In this study, five ultrasound doctors with different qualifications evaluated the diagnostic efficacy of the three scoring systems using 123 thyroid nodules in a double-blind manner. The ICC values of the 2017 ACR-TI-RADS, 2020 C-TI-RADS, and sTI-RADS were greater than 0.80, indicating good diagnostic consistency among the different ultrasound doctors. To avoid selection bias, the authors tested the diagnostic consistency of ultrasound doctors at the same qualification level using Kappa. The Kappa values were the highest for attending doctors CLG and LR and residents ZS and ZYK, indicating that the intergroup diagnostic consistency was good only for sTI-RADS. However, in the evaluation of the 2017 ACR-TI-RADS and 2020 C-TI-RADS, the Kappa value was lower than 0.70, and diagnostic consistency among doctors was rated as medium. In terms of diagnostic accuracy, Table 5 shows that the diagnostic accuracy of different doctors through sTI -RADS was more than 90%, which demonstrates obvious advantages compared with the 2017 ACR-TI-RADS and 2020 C-TI-RADS. The sTI-RADS also had the largest Youden index. As the ultrasound doctors’ qualifications and working years increased, the Yoden index showed an upward trend; that is, the reliability of the diagnosis increased.

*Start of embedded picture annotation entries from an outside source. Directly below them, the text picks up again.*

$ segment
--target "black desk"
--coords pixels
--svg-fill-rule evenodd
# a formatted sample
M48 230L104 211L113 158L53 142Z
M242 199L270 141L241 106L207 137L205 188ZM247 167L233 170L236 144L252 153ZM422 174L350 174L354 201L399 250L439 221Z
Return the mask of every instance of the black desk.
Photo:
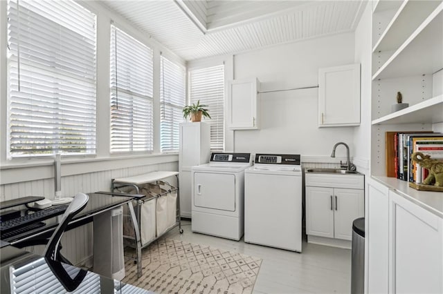
M75 284L75 290L71 293L153 293L73 266L49 261L12 246L0 248L0 293L2 294L20 293L25 290L30 293L66 293L66 285L70 283ZM78 283L70 282L80 271L83 271L84 277L78 279Z
M89 200L86 207L69 222L66 231L92 222L94 215L129 204L134 199L145 197L143 195L123 195L121 193L100 192L89 193L88 195L89 196ZM132 207L132 206L131 205L130 206ZM46 224L45 226L3 239L2 241L14 245L35 237L49 237L58 226L59 219L61 217L62 215L45 219L43 221Z

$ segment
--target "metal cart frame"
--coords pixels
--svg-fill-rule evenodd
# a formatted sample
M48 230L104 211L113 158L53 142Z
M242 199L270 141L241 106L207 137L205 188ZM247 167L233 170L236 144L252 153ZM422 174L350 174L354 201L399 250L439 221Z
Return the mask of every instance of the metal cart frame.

In this study, the proportion of malignant thyroid nodules was as high as 69.84% (609/872), which is much higher than previously reported in the literature. The main reasons for this are as follows. First, almost all of the patients with thyroid nodules were evaluated using conventional ultrasonography before puncture or surgery. For nodules with benign or a high possibility of benign nodules, further examination or treatment was not recommended. Second, for thyroid nodules suspected of malignancy, contrast-enhanced ultrasonography was performed to further evaluate the nature of the nodules. For nodules that were benign or highly likely to be benign after contrast-enhanced examination, it was suggested that the patients follow up for further observation. Third, all post-ultrasound guided biopsy thyroid nodules were excluded from this study. Cytological nodules classified as class I, III, IV, and V were excluded. Although a large proportion of these nodules were benign, they were excluded due to the lack of clear pathological diagnosis.

Study limitations

Our study has some limitations. Thyroid nodule scoring ranged from 0 to 5 points, which corresponded to the grading system of sTI-RADS 3 to 5 only. We then assigned no nodules in the thyroid gland as sTI-RADS 1 and glial cysts as sTI-RADS 2, both of which had a malignancy rate of 0%. This designation method was not rigorous; however, the assignment method was convenient, and the nodule score was overlaid. This was a single-center, large-sample study, therefore, we hope to obtain repeated studies from more research centers.

Conclusion

In summary, a new version of TI-RADS was proposed, namely, sTI-RADS. Through the practice of five ultrasound doctors with different qualifications, it was confirmed that the sTI-RADS has higher specificity, accuracy, PPV, and Youden index than the 2017 ACR-TI-RADS and 2020 C-TI-RADS. Given these advantages, this study provides strong evidence that the sTI-RADS would provide great benefits to the clinical settings in which it is utilized.